Quando se iniciaram os testes clínicos de vacinas para o SARS-CoV-2 no Brasil, alguns ex-alunos, todos profissionais de saúde, me escreveram perguntado o que eu achava de eles participarem do estudo como voluntários. Leciono Imunologia para as ciências da saúde há 23 anos. Tenho muito orgulho de todos os meus alunos – tive e tenho com vários deles parcerias de pesquisa. Respondi que, participando, um dia eles contariam aos netos que ajudaram a desenvolver uma vacina para a pandemia no Brasil.
Já contei aqui como, mais de uma vez, meus alunos foram meus professores, fazendo as perguntas mais curiosas e interessantes, coisas em que, no treinamento pesado do dia a dia do cientista, a gente muitas vezes não para para pensar. E se a vacina parar de funcionar e for preciso dar um reforço depois de alguns anos? Como se faz para desenhar uma vacina que proteja da infecção, e não apenas da doença? Por que não temos vacinas pro HIV? Essas são algumas das perguntas maravilhosas de alunos que me levaram a pesquisar e aprender, sempre. Até hoje digo a eles, francamente, quando algumas das perguntas ainda não têm resposta – e, quem sabe, ali naquele grupo está a pessoa que vai, um dia, descobrir como respondê-las.
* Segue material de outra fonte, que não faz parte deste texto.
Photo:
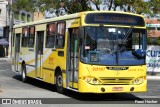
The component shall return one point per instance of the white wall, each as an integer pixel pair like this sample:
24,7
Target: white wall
153,58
Lembro do meu choque quando retornei ao Brasil do doutorado e fui dar aulas de imunologia em uma pós-graduação da Medicina: médicos formados não compreendiam princípios básicos dessa ciência. Criei a disciplina de Imunologia para Medicina na PUCRS, em 1999, e depois para os demais cursos de saúde. Não era culpa daqueles médicos não saberem imunologia: apenas não existia no currículo do curso. Isso não era exclusivo do Rio Grande do Sul – era um problema nacional. Diferentemente das escolas de Medicina da Europa e dos Estados Unidos, que tinham tradição no desenvolvimento de algo que sempre considerei a nossa maior contribuição: as vacinas. Isso não era um aspecto que o treinamento médico brasileiro almejava ensinar, e, portanto, a disciplina seguia sendo considerada algo menor para quem coordenava os cursos de Medicina.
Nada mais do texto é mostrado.